Meanwhile iostat showed a LOT of write IOPS (or rather ATTEMPTED write IOPS, ~ 15'000 w/s) on the Drives as well as some read IOPS. Lots of MB/s (cannot remember if 300 MB/s write + 150 MB/s read or 150 MB/s write + 300 MB/s read) in both Directions actually. I did NOT save that unfortunately :disappointed:.

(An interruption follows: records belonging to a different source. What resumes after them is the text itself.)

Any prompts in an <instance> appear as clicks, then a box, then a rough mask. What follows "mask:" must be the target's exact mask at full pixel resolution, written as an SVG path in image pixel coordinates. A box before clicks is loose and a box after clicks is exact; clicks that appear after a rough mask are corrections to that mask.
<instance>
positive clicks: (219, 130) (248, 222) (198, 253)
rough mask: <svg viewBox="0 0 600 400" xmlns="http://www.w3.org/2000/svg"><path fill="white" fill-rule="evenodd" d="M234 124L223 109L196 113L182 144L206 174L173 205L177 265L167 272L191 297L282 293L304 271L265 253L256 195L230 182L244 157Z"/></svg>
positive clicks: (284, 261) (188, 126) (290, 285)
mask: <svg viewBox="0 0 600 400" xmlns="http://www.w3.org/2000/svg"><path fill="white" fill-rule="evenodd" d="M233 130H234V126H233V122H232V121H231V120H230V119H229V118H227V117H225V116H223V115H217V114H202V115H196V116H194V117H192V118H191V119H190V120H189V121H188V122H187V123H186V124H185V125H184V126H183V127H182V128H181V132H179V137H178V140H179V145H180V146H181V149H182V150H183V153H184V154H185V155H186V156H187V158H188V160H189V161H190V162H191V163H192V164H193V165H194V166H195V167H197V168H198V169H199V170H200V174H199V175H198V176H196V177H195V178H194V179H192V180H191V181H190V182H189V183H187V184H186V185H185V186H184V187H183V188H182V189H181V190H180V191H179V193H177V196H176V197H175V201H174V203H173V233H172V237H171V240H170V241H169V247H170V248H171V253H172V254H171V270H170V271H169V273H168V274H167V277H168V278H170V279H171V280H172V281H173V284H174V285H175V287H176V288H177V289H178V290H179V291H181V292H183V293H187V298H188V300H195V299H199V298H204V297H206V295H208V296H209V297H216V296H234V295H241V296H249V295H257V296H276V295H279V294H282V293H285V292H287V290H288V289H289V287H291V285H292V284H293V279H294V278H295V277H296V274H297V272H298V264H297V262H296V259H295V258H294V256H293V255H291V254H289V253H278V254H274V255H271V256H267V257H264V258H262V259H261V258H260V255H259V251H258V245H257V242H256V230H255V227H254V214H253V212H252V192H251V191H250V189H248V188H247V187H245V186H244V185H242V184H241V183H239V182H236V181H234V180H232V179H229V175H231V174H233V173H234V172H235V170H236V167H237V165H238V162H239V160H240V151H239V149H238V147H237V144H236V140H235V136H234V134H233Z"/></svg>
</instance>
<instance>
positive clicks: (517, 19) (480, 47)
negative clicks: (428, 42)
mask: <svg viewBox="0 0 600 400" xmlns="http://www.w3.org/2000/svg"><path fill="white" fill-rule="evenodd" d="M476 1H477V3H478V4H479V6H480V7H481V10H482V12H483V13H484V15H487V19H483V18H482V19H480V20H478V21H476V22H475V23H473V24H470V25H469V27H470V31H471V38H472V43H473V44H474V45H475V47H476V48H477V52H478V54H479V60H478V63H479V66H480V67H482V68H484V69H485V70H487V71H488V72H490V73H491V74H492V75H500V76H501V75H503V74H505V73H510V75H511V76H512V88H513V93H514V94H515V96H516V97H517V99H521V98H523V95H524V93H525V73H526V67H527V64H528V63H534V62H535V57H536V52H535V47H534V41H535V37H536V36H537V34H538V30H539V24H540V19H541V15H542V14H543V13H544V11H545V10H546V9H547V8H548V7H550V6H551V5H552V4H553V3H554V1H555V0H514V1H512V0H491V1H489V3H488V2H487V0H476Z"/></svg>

EDIT 1: My Previous as well as this one Experience might suggest that the Issue typically shows up after some Time (Previous was maybe 2-3 Years, this one around 1 Year), with MOSTLY Full Pools (90% or so), around 100 TBW or so (this Week's SSDs are both at 94 TBW).

EDIT 2: LUKS Dump shows Sector Size of 4k (excerpt from another System, but it's the same Crucial SSD).

Data segments:
  0: crypt
	offset: 16777216 [bytes]
	length: (whole device)
	cipher: aes-xts-plain64
	sector: 4096 [bytes]

EDIT 3: zpool get ashift rpool (excerpt from another System, but it's the same Crucial SSD).

NAME   PROPERTY  VALUE   SOURCE
rpool  ashift    12      local

Aug 13 '24 17:08 luckylinux

@luckylinux thanks for taking the time to post. I need to know the kernel version, ZFS version, and if you're changing zfs_vdev_disk_classic at all (2.2.4+).

Aug 13 '24 20:08 robn

I know this issue is being discussed in some other places, so for any new people turning up: Hello!

This is an complex issue that we don't fully understand yet. It's certainly not as simple as "LUKS on 512/4096 devices". The tiny number of reports I've seen have involved LUKS2, but also more complex block device constructions involving mixed block sizes. It also may involve pools nearing capacity or highly fragmented, and may involve large aggregate write sizes. There's a lot of variables, I don't know them all, and I have been trying for months to reproduce it in the lab without success.

Its also unlikely to be new. This problem is likely to have existed in some form since at least OpenZFS 2.0.0, and possibly back to the start of the ZFS-on-Linux project.

All this is to say, if you've been wondering if you're affected by this but you haven't seen any IO errors or you're not in an unusual situation, then you probably have nothing to worry about. No guarantees, as always, but this is a pretty niche case.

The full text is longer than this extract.